Tuesday, 26 June, 2012
Group seminar LMU: Integrated transduction and coherent control of high Q nanomechanical systems
Tuesday, 26.06.2012 10:00 a.m. (s.t.) in H107, Fakultät für Physik, LMU
Eva Weig, LMU
Nanomechanical resonators, freely suspended bridges with nanoscale cross-sections, are receiving an increasing amount of attention both in fundamental experiments and sensing applications. In particular, pre-stressed silicon nitride is explored as a high Q material for nanomechanical systems (NEMS): As a consequence of the intrinsic tensile stress of the nitride film, room temperature quality factors of several 100,000 are observed in the 10 MHz eigenfrequency range.

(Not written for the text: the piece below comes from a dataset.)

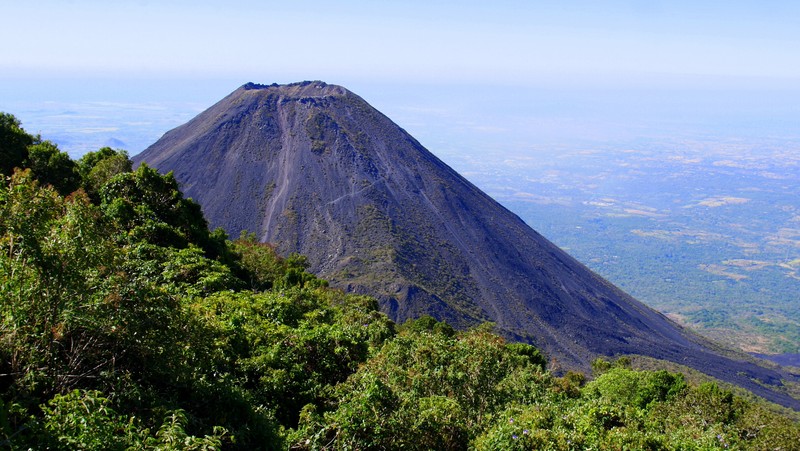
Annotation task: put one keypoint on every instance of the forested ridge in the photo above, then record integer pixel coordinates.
(126, 324)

To take advantage of the large quality factor, non-dissipative transduction and manipulation schemes have to be developed which do not introduce extra damping.
We employ optically or electrically induced gradient forces to implement dielectric transduction as an efficient way to actuate and probe high Q nanomechanical resonators and to control the resonator eigenfrequency. The displacement sensitivity can be enhanced considerably by taking advantage of near-field coupling to a cavity, which, at the same time allows to benefit from back-action induced dynamics, enabling to cool the Brownian motion or to initiate cavity-pumped self-oscillation. For example, a realization of such a hybrid nanomechanical system incorporating a room temperature microwave cavity offers a plug and play solution for all-integrated transduction, and can be employed to probe the dynamics of two strongly coupled resonator modes.